Tadjourah : Abdoulkader Youssouf, 22 ans, foudroyé par la négligence

Il s’appelait Abdoulkader Youssouf. Vingt-deux ans, un avenir à bâtir, des rêves encore frais. Il est mort suspendu à un poteau électrique, les bras tendus, le corps inerte, foudroyé par une décharge qui n’aurait jamais dû l’atteindre. Ce n’est pas un accident du travail. C’est un crime par négligence, commis dans l’indifférence générale, maquillé en fatalité.

Abdoulkader était agent à l’Électricité de Djibouti (EDD), affecté à Tadjourah. Ce 11 juin 2025, il a été envoyé en intervention sur une ligne sans qu’aucune mesure de sécurité ne soit prise. Pas de coupure de courant. Pas d’équipement isolant. Pas de matériel adapté. Rien. Seulement sa jeunesse, son courage, et une échelle branlante posée contre un poteau vétuste.

Une tragédie évitable

Le réseau électrique local est dans un état de délabrement avancé. Poteaux fissurés, lignes dénudées, transformateurs rouillés : un piège mortel à ciel ouvert. La vétusté du parc est connue, documentée, dénoncée depuis des années. Ce drame, comme tant d’autres, n’est pas une surprise. Il est la conséquence directe d’une politique de l’abandon, où la maintenance est un mot oublié et la prévention, une légende.

Il y a quelques années déjà, un autre jeune employé avait perdu la vie, électrocuté dans les mêmes circonstances, au même poste, dans le même silence. À l’époque déjà, aucune réforme, aucun audit, aucun sursaut.

À la tête de l’EDD : un homme, deux casquettes, zéro réponse

Au sommet de cette chaîne de responsabilités tronquées se trouve Omar Houssein, directeur général de l’EDD et président du conseil régional de Tadjourah. Une double fonction censée rapprocher la gestion des réalités du terrain. Mais au lieu de rapprocher, elle confond. Il est à la fois le gestionnaire du réseau meurtrier et l’autorité censée défendre les intérêts de la région endeuillée.

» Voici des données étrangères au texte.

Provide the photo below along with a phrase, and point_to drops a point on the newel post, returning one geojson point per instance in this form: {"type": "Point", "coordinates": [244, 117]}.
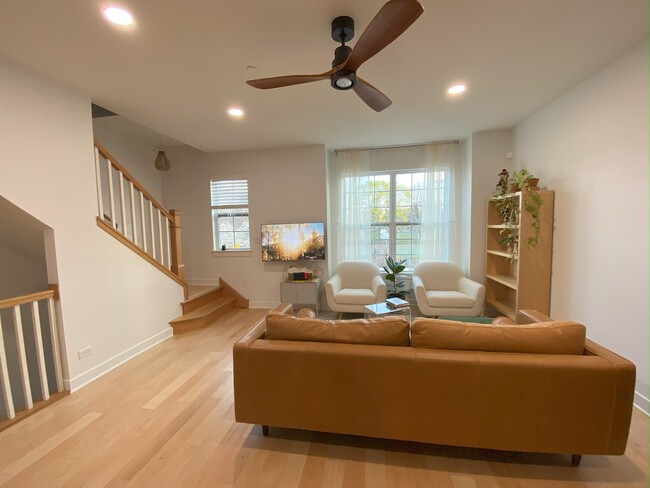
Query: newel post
{"type": "Point", "coordinates": [178, 268]}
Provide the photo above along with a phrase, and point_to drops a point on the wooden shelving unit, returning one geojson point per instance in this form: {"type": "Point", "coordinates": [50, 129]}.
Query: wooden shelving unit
{"type": "Point", "coordinates": [521, 278]}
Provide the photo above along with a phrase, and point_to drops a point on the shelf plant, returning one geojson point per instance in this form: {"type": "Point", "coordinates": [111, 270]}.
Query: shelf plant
{"type": "Point", "coordinates": [527, 183]}
{"type": "Point", "coordinates": [524, 181]}
{"type": "Point", "coordinates": [511, 241]}
{"type": "Point", "coordinates": [394, 268]}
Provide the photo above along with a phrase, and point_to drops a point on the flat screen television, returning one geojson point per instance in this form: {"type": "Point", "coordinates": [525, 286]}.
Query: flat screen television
{"type": "Point", "coordinates": [303, 241]}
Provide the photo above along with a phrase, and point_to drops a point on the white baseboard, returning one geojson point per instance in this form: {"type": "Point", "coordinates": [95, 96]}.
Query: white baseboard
{"type": "Point", "coordinates": [642, 403]}
{"type": "Point", "coordinates": [204, 282]}
{"type": "Point", "coordinates": [259, 304]}
{"type": "Point", "coordinates": [92, 374]}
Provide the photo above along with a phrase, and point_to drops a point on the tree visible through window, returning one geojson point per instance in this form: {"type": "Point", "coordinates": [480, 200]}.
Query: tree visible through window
{"type": "Point", "coordinates": [230, 225]}
{"type": "Point", "coordinates": [396, 200]}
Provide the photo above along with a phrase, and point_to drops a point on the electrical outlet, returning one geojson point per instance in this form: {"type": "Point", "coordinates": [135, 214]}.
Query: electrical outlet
{"type": "Point", "coordinates": [84, 353]}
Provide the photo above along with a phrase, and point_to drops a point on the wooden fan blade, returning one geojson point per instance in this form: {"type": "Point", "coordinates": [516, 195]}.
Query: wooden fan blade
{"type": "Point", "coordinates": [280, 81]}
{"type": "Point", "coordinates": [390, 22]}
{"type": "Point", "coordinates": [375, 99]}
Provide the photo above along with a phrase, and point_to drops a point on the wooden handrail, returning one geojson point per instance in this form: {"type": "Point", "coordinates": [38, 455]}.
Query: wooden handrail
{"type": "Point", "coordinates": [32, 297]}
{"type": "Point", "coordinates": [106, 155]}
{"type": "Point", "coordinates": [141, 253]}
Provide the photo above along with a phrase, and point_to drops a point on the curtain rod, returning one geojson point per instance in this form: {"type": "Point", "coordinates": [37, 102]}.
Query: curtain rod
{"type": "Point", "coordinates": [396, 146]}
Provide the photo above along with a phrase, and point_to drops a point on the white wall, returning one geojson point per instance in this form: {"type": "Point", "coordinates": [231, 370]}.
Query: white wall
{"type": "Point", "coordinates": [591, 146]}
{"type": "Point", "coordinates": [285, 185]}
{"type": "Point", "coordinates": [111, 299]}
{"type": "Point", "coordinates": [20, 275]}
{"type": "Point", "coordinates": [134, 153]}
{"type": "Point", "coordinates": [488, 158]}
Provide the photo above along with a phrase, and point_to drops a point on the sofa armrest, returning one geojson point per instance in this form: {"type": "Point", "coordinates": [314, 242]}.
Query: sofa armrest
{"type": "Point", "coordinates": [378, 288]}
{"type": "Point", "coordinates": [531, 316]}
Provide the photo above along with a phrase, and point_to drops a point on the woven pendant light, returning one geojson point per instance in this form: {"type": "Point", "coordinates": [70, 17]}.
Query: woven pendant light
{"type": "Point", "coordinates": [162, 162]}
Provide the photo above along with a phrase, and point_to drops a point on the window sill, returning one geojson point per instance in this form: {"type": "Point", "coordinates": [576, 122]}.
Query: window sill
{"type": "Point", "coordinates": [240, 253]}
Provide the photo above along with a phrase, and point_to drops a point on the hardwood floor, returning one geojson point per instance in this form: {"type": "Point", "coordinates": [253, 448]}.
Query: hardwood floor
{"type": "Point", "coordinates": [165, 419]}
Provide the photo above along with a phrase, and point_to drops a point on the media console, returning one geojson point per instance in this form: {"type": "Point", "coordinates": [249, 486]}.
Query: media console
{"type": "Point", "coordinates": [303, 292]}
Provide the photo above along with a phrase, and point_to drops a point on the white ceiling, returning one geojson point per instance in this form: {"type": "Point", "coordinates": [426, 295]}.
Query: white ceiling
{"type": "Point", "coordinates": [184, 63]}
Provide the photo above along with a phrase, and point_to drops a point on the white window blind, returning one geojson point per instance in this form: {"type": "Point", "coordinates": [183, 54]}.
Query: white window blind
{"type": "Point", "coordinates": [229, 193]}
{"type": "Point", "coordinates": [230, 224]}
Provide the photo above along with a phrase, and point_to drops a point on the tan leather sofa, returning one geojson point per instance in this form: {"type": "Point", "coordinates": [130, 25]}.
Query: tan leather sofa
{"type": "Point", "coordinates": [557, 402]}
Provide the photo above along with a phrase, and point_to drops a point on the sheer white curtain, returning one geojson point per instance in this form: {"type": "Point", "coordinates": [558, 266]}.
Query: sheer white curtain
{"type": "Point", "coordinates": [353, 205]}
{"type": "Point", "coordinates": [439, 234]}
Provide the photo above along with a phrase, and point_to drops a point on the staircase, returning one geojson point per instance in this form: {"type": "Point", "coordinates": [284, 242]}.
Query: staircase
{"type": "Point", "coordinates": [205, 309]}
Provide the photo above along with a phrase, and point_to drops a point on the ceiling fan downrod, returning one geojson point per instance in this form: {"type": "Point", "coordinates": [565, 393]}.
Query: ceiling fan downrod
{"type": "Point", "coordinates": [342, 31]}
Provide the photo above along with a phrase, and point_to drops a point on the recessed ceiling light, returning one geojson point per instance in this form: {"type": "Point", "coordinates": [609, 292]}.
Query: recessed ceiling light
{"type": "Point", "coordinates": [235, 112]}
{"type": "Point", "coordinates": [457, 88]}
{"type": "Point", "coordinates": [118, 16]}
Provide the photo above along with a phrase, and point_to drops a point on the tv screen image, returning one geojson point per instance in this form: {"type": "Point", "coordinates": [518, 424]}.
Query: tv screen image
{"type": "Point", "coordinates": [293, 242]}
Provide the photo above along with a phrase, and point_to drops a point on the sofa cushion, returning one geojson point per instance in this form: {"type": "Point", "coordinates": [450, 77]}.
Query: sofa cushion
{"type": "Point", "coordinates": [449, 299]}
{"type": "Point", "coordinates": [383, 331]}
{"type": "Point", "coordinates": [306, 313]}
{"type": "Point", "coordinates": [553, 337]}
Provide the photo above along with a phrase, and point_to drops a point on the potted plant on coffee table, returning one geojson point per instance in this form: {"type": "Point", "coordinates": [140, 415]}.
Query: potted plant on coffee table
{"type": "Point", "coordinates": [394, 268]}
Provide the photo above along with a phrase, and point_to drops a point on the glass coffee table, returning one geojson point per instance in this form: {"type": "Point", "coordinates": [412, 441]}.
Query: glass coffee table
{"type": "Point", "coordinates": [381, 310]}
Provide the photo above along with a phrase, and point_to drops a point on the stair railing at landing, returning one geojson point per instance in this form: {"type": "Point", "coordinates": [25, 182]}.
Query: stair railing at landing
{"type": "Point", "coordinates": [133, 216]}
{"type": "Point", "coordinates": [30, 362]}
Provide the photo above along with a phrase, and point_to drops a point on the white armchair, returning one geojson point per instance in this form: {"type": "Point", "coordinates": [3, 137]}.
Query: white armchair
{"type": "Point", "coordinates": [443, 289]}
{"type": "Point", "coordinates": [353, 286]}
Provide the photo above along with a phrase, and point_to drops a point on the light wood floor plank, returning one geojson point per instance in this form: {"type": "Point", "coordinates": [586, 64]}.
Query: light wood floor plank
{"type": "Point", "coordinates": [166, 419]}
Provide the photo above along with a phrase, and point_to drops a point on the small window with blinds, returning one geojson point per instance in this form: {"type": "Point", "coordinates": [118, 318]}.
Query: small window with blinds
{"type": "Point", "coordinates": [230, 229]}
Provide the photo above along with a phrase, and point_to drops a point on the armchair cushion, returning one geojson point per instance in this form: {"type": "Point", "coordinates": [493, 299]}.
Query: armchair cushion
{"type": "Point", "coordinates": [442, 289]}
{"type": "Point", "coordinates": [354, 285]}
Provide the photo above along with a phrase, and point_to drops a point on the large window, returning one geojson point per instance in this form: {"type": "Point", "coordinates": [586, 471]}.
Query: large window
{"type": "Point", "coordinates": [396, 216]}
{"type": "Point", "coordinates": [396, 201]}
{"type": "Point", "coordinates": [230, 227]}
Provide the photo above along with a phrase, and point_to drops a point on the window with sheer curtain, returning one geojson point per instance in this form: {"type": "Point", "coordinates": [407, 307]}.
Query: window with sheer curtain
{"type": "Point", "coordinates": [404, 213]}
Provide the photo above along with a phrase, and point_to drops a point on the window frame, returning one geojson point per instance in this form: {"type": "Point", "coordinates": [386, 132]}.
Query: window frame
{"type": "Point", "coordinates": [232, 205]}
{"type": "Point", "coordinates": [392, 223]}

Face à la tragédie, Omar Houssein n’a ni rompu le silence, ni exprimé la moindre compassion publique. Aucune promesse d’enquête. Aucune annonce de réforme et surtout aucune solidarité envers la famille endeuillée. Seulement une surdité institutionnelle.

Abdoulkader n’était pas un haut fonctionnaire. Ni le fils d’un dignitaire. Juste un jeune homme ordinaire, embauché à bas salaire, affecté sur le terrain, sans protection, sans formation adéquate, sans syndicat pour le défendre.

Sa mort n’est pas une exception. Elle est le symptôme d’un mal plus profond : un pays où la vie d’un travailleur est souvent négligé, où l’impunité est protégée, et où l’État est démissionnaire.